The Duke did his job very well, batting third and leading the Dodgers to four World Series in that seven-year period, all against the Yankees. He hit four home runs in the 1952 WS as the Dodgers lost to the Yankees once again. And he hit four more home runs in the 1955 WS when the Dodgers finally beat the Yankees in their sixth try against the Bronx Bombers. This was the only WS triumph in the Dodgers’ Brooklyn history. No other player has hit four home runs in each of two World Series.
Snider had a career total of 407 home runs in his 18-year MLB career, while Mantle had 536 home runs in his 18 MLB seasons, and Mays had 660 homers in 22 seasons. Mantle set the MLB record of 18 World Series home runs hit in a dozen series while Snider hit 11 homers in six WS appearances. Strangely, Mays never hit a single home run in his four World Series.
There was a rather general consensus among the baseball experts of the mid-20th century that Willie Mays was the best overall player of the three, with Mantle second and Duke third. But this judgment could be unfair.
Duke was a moody fellow, who even drew down a chorus of boos upon himself at Ebbets Field during the 1955 season when he was deep in a batting slump. He reacted angrily to those “Flatbush Faithful” by saying they did not deserve a World Series and that they were the worst baseball fans in the world.
This did not sit well in Brooklyn. But all was eventually forgiven as Snider snapped out of his hitting woes and continued on as leader of a strong team that included Jackie Robinson, Gil Hodges, Pee Wee Reese, Roy Campanella and Carl Furillo.
The Duke had a big advantage in this lineup of excellent hitters because all of his heavy-hitting teammates were right-handed batters. Therefore, Snider was fortunate to face right-handed pitching much more often than the average left-handed slugger might expect to see.
The period from 1949 through 1957 has been labeled New York City’s “Golden Age of Baseball.” At least one of the three great MLB teams in the Big Apple at that time was in each World Series during those nine years, and two of the teams met in six of those World Series.

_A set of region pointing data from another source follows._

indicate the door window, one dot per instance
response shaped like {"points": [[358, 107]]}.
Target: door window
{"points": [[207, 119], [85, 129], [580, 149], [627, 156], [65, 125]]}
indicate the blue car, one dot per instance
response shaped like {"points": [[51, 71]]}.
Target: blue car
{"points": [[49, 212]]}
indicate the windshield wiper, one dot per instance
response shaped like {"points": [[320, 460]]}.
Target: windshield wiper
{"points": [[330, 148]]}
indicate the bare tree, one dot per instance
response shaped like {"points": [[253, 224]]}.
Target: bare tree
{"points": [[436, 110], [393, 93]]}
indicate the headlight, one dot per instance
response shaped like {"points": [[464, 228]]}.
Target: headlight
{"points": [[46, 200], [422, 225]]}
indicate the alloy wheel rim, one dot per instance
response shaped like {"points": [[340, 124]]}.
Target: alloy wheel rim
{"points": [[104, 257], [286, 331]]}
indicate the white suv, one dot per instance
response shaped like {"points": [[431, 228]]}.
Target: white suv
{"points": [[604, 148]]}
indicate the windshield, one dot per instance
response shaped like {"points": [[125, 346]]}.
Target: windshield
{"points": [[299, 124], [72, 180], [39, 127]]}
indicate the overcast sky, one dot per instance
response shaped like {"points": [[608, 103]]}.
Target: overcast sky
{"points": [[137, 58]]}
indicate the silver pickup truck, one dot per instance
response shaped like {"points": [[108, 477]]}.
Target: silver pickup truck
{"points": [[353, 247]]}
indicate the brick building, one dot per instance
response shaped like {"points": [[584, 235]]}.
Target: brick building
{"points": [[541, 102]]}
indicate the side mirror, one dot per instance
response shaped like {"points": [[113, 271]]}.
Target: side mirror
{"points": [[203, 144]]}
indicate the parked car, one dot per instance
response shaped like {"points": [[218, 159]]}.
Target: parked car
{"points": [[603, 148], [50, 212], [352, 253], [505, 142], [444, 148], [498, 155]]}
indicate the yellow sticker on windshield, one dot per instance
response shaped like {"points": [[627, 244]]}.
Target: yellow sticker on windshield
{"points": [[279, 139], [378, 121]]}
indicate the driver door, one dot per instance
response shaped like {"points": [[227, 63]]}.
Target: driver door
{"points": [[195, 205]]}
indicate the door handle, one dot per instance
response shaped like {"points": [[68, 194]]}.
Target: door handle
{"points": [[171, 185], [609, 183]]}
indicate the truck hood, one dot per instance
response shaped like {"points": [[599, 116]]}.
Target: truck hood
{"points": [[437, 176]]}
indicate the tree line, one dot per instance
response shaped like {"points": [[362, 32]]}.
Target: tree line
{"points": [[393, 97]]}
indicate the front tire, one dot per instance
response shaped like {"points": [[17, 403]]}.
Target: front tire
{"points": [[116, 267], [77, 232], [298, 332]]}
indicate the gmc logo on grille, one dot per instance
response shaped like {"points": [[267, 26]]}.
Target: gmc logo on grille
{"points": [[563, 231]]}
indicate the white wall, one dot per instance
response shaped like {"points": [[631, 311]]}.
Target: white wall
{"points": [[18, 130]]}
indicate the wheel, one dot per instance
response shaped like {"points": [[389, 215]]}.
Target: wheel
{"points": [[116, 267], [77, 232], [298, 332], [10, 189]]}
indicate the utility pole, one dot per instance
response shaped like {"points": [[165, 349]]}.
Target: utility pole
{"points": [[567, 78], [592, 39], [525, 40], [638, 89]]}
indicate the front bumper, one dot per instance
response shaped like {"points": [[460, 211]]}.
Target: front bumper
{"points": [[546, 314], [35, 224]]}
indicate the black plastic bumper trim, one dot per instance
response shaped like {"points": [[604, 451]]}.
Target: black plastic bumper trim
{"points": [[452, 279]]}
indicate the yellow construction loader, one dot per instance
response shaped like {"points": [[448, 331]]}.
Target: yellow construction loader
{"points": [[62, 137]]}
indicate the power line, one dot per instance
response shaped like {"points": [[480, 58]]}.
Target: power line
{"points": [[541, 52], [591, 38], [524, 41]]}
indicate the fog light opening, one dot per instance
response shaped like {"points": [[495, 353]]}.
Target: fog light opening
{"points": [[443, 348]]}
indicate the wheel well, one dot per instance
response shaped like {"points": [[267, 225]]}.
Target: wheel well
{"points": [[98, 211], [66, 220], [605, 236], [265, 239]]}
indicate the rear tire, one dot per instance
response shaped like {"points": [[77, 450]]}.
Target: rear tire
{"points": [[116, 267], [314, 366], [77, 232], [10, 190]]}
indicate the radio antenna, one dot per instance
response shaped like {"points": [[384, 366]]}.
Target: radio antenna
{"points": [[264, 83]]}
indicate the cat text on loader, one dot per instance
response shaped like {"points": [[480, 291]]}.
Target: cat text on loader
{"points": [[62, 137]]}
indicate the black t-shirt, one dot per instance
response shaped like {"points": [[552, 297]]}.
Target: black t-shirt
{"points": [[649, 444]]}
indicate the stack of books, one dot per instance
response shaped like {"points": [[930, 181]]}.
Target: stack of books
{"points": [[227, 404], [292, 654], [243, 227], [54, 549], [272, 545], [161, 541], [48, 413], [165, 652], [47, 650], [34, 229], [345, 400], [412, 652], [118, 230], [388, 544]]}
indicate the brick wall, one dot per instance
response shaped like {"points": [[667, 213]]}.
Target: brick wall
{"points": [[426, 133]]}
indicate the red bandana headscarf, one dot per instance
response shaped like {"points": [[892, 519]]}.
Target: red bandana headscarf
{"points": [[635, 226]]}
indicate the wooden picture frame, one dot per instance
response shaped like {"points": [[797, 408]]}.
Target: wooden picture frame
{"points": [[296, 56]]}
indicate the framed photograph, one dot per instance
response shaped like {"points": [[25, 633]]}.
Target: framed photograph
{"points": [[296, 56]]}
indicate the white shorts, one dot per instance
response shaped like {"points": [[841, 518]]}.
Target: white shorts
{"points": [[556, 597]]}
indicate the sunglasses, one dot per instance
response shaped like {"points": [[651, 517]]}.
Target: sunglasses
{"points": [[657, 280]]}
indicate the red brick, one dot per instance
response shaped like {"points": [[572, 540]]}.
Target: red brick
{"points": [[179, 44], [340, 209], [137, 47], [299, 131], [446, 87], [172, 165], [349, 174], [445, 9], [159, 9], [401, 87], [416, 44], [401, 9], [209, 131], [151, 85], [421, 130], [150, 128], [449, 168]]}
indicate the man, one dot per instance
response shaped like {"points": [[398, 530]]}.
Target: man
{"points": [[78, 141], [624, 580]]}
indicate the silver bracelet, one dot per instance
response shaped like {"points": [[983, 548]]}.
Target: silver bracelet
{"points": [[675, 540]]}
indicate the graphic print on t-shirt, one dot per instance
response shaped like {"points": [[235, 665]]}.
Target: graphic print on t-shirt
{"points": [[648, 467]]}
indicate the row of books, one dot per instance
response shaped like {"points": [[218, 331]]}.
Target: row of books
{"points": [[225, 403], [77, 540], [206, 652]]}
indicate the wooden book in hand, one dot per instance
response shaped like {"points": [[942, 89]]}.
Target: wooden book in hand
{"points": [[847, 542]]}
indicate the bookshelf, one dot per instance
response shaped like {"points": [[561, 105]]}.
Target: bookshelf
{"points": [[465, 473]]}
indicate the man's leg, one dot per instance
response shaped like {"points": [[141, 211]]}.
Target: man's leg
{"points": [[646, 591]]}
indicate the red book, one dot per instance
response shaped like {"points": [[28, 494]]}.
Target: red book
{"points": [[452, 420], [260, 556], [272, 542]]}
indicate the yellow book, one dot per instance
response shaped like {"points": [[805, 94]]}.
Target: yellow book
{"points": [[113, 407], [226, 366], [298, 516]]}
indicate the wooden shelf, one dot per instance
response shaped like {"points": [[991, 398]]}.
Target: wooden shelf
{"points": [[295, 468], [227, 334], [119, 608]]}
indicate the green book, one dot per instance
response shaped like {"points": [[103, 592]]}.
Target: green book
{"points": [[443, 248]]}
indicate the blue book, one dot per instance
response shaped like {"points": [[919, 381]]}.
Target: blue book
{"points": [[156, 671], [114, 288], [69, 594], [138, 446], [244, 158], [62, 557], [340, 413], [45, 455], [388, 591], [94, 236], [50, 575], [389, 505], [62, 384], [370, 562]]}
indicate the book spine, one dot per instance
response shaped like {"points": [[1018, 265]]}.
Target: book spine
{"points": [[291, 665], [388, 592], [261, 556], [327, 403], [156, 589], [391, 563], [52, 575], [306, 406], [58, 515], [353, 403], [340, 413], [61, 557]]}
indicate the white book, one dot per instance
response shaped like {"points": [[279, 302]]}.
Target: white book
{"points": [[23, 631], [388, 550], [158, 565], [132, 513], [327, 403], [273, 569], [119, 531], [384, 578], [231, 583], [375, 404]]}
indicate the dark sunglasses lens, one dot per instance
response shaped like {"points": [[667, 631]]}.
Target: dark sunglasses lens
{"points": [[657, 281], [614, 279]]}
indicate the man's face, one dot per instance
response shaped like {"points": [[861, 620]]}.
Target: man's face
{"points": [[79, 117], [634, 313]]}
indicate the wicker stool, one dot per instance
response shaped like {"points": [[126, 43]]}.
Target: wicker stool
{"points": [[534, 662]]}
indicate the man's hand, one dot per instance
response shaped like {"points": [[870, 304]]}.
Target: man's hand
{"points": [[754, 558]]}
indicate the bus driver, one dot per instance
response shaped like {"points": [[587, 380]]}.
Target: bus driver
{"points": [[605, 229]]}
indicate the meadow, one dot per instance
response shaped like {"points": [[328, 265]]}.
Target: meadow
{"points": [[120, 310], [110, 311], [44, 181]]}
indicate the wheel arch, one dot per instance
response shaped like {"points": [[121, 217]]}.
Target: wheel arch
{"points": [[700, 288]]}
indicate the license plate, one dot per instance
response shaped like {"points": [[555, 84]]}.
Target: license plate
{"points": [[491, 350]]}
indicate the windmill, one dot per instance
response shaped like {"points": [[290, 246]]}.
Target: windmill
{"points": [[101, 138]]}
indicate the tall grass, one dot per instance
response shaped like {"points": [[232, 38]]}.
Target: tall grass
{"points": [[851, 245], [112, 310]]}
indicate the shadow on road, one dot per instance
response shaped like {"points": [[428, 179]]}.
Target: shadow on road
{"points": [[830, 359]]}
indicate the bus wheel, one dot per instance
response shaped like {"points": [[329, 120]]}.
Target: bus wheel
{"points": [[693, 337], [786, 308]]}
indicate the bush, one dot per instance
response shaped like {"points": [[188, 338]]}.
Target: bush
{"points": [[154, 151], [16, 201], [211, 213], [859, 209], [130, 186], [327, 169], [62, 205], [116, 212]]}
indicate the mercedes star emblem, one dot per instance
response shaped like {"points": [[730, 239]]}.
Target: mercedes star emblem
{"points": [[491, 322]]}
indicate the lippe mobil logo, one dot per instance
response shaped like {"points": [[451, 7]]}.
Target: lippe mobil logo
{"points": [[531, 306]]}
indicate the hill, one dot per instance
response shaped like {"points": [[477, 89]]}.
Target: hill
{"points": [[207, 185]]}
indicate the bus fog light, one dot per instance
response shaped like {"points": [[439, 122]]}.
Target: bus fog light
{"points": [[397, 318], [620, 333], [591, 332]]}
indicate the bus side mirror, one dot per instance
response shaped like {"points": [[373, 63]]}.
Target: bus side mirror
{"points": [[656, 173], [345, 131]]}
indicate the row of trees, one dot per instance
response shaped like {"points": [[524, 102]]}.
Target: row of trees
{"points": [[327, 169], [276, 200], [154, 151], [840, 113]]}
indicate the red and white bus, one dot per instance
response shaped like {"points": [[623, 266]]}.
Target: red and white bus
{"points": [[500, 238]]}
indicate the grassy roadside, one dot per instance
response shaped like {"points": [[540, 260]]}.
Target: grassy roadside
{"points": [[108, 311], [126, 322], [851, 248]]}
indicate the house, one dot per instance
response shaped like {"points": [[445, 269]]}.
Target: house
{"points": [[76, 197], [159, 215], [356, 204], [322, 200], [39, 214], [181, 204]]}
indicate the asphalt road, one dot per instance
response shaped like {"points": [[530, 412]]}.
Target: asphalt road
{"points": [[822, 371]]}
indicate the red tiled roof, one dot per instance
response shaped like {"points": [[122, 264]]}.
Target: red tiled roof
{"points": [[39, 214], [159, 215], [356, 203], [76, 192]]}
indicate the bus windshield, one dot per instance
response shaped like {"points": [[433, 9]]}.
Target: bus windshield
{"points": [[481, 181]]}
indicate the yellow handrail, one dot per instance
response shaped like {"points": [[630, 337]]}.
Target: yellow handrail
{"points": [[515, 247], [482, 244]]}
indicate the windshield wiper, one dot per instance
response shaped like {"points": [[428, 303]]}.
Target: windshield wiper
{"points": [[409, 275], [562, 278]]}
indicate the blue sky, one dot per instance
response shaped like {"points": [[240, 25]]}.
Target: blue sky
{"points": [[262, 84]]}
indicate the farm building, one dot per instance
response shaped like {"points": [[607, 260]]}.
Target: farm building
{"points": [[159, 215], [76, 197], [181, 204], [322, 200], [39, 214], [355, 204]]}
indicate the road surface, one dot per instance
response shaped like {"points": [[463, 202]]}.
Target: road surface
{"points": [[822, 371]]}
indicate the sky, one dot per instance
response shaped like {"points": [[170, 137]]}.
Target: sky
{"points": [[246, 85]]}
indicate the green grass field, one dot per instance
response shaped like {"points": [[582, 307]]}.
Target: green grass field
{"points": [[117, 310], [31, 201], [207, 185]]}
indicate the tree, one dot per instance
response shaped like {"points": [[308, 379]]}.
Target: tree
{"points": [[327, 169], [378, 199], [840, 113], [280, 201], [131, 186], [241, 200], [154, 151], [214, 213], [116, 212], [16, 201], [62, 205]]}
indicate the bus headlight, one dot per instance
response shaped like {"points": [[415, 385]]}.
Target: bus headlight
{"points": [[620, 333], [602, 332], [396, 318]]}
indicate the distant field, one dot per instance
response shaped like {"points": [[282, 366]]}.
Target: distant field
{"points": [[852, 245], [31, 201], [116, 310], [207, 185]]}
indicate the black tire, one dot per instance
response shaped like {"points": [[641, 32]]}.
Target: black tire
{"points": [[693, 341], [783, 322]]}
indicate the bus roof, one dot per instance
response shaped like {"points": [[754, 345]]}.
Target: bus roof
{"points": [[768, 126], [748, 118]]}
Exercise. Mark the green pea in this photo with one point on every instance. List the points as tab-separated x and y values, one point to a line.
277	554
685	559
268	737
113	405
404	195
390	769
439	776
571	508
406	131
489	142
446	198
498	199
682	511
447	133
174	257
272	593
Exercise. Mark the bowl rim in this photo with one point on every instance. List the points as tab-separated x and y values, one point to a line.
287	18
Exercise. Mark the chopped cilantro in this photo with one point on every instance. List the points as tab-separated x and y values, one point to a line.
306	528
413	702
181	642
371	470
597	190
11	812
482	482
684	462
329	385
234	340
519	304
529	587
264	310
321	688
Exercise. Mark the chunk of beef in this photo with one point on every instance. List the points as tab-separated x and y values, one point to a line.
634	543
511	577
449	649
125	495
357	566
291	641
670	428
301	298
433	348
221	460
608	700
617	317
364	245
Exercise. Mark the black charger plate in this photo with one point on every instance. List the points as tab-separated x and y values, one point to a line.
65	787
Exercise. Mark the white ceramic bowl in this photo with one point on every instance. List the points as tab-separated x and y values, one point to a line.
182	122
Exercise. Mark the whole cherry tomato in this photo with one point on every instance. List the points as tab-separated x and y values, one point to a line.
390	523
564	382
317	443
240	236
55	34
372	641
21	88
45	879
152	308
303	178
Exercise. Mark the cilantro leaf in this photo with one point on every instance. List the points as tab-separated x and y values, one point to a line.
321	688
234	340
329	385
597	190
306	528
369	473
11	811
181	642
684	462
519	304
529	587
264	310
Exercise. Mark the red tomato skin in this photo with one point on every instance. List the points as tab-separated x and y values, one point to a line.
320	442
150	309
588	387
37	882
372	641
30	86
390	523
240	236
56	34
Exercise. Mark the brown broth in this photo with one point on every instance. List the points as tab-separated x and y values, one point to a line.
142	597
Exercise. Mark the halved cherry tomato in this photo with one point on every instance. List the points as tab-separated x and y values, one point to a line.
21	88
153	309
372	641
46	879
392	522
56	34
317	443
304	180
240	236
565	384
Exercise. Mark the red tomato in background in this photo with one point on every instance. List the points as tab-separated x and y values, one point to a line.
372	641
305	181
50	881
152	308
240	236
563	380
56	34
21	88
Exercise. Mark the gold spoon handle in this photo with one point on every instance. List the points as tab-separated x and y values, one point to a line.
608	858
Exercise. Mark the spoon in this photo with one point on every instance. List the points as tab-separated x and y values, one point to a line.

The Dodgers and Yanks met five times in those years: 1949, 1952, 1953, 1955 and 1956. The Giants and Yanks met in the 1951 World Series. The Yanks won five of those World Series and lost the 1955 WS when Duke led the Dodgers to victory.
It was a wonderful time to be a baseball fan in the metropolitan New York area. Joe DiMaggio was ending his career as those three other center fielders were just beginning their MLB lives. Casey Stengel was holding forth as a double-talking genius of baseball, managing the Yanks to five consecutive World Series titles, 1949–1953. Leo Durocher, who had played for and managed the Dodgers, was managing the archrival Giants to a wondrous comeback against the Dodgers in 1951, the year of Bobby Thomson’s home run.
Vic Raschi, Whitey Ford, Carl Erskine, Sal Maglie, Don Newcombe, Joe Black, Allie Reynolds, Hoyt Wilhelm, Clem Labine, Johnny Podres and others were the superb pitchers on those teams.
Many of the players on those three teams, including Mickey, Willie and The Duke, are in the Baseball Hall of Fame, where they belong.
It was a wonderful time for The Duke and all of those other members of baseball’s royalty.